Derby Season Starts at Oaklawn
By Ciara Bowen
The 2016 live racing
season at Oaklawn Park begins in less than a week and it’s hard to miss the
excitement of people around Arkansas. Despite the fact that the early part of
the meet occurs in the coldest part of the year, the track never fails to draw
a crowd. Between their opening weekend traditions and the high quality racing,
it’s easy to see why.
As an Arkansas native, I may be partial to the Natural
State’s only racetrack, but that in no way discredits my love for it. I’ve been
going to the races there since I was in fourth grade – I don’t see myself
stopping anytime soon – and I find something else that I love about the track
every year. There is typically a standout horse that I look forward to throughout
the meet. Last year it was Far Right,
and then American Pharoah. This year? It’s harder to tell.
The January 18 Smarty Jones Stakes will bring
Arkansas the year’s first taste of the crop of three-year-old colts, including
Synchrony, a promising son of Tapit.

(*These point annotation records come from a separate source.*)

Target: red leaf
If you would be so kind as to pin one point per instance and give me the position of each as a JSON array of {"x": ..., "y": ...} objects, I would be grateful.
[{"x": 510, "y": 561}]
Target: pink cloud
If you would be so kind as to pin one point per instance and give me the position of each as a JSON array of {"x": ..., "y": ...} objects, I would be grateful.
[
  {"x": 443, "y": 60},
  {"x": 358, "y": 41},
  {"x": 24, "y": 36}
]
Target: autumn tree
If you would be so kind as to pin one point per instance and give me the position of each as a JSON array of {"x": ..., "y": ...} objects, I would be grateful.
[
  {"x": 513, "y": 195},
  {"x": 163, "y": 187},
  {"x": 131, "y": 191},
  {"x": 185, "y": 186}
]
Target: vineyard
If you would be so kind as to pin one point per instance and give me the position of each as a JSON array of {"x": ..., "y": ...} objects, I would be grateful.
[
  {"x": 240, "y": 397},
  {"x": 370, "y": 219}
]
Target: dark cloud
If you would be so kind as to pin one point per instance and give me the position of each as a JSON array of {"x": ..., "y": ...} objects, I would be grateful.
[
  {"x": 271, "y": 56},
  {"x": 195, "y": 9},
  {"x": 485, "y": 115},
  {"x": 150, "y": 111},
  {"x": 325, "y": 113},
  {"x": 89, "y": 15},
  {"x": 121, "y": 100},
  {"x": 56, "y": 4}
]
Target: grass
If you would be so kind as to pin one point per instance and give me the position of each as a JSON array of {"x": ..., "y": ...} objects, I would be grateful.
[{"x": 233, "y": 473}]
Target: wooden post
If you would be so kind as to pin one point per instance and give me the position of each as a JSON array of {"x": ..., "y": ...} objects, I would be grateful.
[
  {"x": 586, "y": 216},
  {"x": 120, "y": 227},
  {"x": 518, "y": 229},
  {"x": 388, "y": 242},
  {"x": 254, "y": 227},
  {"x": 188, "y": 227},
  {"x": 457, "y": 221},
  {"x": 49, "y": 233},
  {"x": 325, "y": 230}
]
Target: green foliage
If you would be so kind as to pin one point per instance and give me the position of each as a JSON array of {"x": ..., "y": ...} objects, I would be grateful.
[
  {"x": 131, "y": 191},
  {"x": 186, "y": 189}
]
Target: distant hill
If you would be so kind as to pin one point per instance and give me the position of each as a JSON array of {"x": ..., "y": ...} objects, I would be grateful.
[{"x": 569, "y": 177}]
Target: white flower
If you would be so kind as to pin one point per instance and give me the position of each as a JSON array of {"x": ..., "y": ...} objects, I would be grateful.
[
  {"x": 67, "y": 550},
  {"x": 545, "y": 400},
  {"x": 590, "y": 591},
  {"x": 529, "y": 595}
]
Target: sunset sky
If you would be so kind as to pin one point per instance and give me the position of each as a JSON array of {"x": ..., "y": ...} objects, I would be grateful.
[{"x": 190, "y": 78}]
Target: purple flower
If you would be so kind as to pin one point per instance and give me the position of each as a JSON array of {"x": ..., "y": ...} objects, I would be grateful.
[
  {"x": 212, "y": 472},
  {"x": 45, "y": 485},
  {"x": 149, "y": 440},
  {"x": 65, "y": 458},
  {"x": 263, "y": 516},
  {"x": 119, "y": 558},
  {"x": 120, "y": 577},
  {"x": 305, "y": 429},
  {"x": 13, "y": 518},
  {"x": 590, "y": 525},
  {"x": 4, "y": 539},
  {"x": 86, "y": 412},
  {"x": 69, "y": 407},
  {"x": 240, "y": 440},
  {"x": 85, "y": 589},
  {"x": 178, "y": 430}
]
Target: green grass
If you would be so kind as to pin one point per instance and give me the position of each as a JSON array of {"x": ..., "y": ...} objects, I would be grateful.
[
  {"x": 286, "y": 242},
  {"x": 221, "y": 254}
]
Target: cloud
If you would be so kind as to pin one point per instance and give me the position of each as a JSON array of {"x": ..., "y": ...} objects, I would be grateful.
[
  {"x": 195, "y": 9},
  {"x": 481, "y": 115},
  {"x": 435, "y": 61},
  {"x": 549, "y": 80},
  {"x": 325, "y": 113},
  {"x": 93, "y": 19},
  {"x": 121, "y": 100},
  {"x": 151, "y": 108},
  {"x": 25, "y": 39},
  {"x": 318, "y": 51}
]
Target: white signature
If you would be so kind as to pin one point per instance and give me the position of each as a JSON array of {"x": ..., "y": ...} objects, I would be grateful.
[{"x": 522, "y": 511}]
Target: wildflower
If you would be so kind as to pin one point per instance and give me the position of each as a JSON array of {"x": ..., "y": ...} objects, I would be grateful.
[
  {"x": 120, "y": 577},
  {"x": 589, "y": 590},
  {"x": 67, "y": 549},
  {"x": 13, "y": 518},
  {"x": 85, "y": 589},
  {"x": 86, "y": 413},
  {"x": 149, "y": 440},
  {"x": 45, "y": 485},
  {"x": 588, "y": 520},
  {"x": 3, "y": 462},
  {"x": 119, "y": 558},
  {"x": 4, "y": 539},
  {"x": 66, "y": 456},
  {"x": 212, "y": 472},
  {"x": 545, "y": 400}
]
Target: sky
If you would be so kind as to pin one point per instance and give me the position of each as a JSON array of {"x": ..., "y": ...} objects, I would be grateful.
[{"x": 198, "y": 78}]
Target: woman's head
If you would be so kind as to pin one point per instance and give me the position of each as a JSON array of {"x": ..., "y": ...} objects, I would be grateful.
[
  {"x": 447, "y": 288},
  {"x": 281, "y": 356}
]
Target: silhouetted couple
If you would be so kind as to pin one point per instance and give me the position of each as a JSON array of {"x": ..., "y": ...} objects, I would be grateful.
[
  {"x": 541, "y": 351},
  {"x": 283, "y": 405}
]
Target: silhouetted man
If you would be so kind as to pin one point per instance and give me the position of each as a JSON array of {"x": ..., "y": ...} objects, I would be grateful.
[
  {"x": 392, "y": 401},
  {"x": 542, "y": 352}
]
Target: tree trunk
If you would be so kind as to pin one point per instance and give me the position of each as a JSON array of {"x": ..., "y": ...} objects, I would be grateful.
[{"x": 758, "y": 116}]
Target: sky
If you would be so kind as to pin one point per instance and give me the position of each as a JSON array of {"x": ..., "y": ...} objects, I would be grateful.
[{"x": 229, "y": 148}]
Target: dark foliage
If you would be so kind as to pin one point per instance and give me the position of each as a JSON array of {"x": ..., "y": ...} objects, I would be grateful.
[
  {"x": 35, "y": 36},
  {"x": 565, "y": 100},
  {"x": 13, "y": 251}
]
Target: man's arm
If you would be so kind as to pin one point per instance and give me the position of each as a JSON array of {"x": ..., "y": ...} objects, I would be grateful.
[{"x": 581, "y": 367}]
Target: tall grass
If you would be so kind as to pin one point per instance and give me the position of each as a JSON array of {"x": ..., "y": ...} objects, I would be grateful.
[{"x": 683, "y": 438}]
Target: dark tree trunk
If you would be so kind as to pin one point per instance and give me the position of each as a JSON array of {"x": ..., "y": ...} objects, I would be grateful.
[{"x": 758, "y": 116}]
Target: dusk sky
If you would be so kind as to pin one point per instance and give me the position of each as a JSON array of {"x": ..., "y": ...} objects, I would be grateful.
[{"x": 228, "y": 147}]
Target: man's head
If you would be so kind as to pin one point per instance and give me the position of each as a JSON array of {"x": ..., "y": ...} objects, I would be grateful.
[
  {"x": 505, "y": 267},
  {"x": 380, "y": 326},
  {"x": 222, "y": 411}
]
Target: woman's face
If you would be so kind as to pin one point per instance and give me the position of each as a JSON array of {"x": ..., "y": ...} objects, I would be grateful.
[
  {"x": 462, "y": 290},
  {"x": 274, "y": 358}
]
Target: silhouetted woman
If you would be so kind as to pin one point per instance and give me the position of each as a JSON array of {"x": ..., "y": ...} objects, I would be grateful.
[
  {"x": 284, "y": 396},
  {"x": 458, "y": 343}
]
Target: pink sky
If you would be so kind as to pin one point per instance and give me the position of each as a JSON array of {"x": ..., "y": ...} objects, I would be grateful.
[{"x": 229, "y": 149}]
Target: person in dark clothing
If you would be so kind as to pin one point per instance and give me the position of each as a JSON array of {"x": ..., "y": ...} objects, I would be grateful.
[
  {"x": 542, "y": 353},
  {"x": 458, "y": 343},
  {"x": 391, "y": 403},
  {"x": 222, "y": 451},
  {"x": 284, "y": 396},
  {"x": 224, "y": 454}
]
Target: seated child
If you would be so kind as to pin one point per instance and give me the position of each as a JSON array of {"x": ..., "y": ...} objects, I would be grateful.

Trained by Donnie K. Von Hemel, the
chestnut colt recorded his fourth work on the oval since December 17 on
Friday, going five furlongs in 1:00.40. The Smarty Jones, at just a mile, is the
shortest of Oaklawn’s series of Kentucky Derby preps. It will be Synchrony’s
first start going two turns, and his stakes debut. He has won two of his three
races to date. His dam, Brownie Points, was also trained by Von Hemel and won 9
of 27 career starts. Brownie Points won the 2006 running of the Martha Washington
Stakes and two years later ran second to Zenyatta in the Apple Blossom Handicap
(Gr.1). If her son shares her taste for the track, he will definitely be one to
watch on Martin Luther King, Jr. Day.
Also under consideration for the Smarty Jones is the Ron
Moquett-trained gelding Whitmore, whose sire, Pleasantly Perfect, won the
Breeders’ Cup Classic and Dubai World Cup. The gelding worked a half-mile
Friday in :48.40, but the prospect of a large field has Moquett on the fence
about whether to run in the stakes or in an entry-level allowance sprint on
Saturday.
Whitmore broke his maiden first time out at Churchill Downs
on November 6, taking the field by a solid 7 ¼ lengths. He followed that
performance with a fifth place finish in the Delta Jackpot Stakes (Gr.3) a few
weeks later at Delta Downs. It was both his first time around two turns and his
first time running in stakes company. Should Whitmore run, he should not be
overlooked. Moquett knows how to place his horses well, and he did win last
year’s running of the Smarty Jones with Far Right. Regardless of which race he
chooses, Whitmore looks to join the field for the Southwest Stakes (Gr.3) on
February 15.
Toews On Ice, named for the hockey player, is also nominated
for the race.
Rain or shine, opening weekend will play host to some
talented horses and enthusiastic people at Arkansas’s favorite place to be.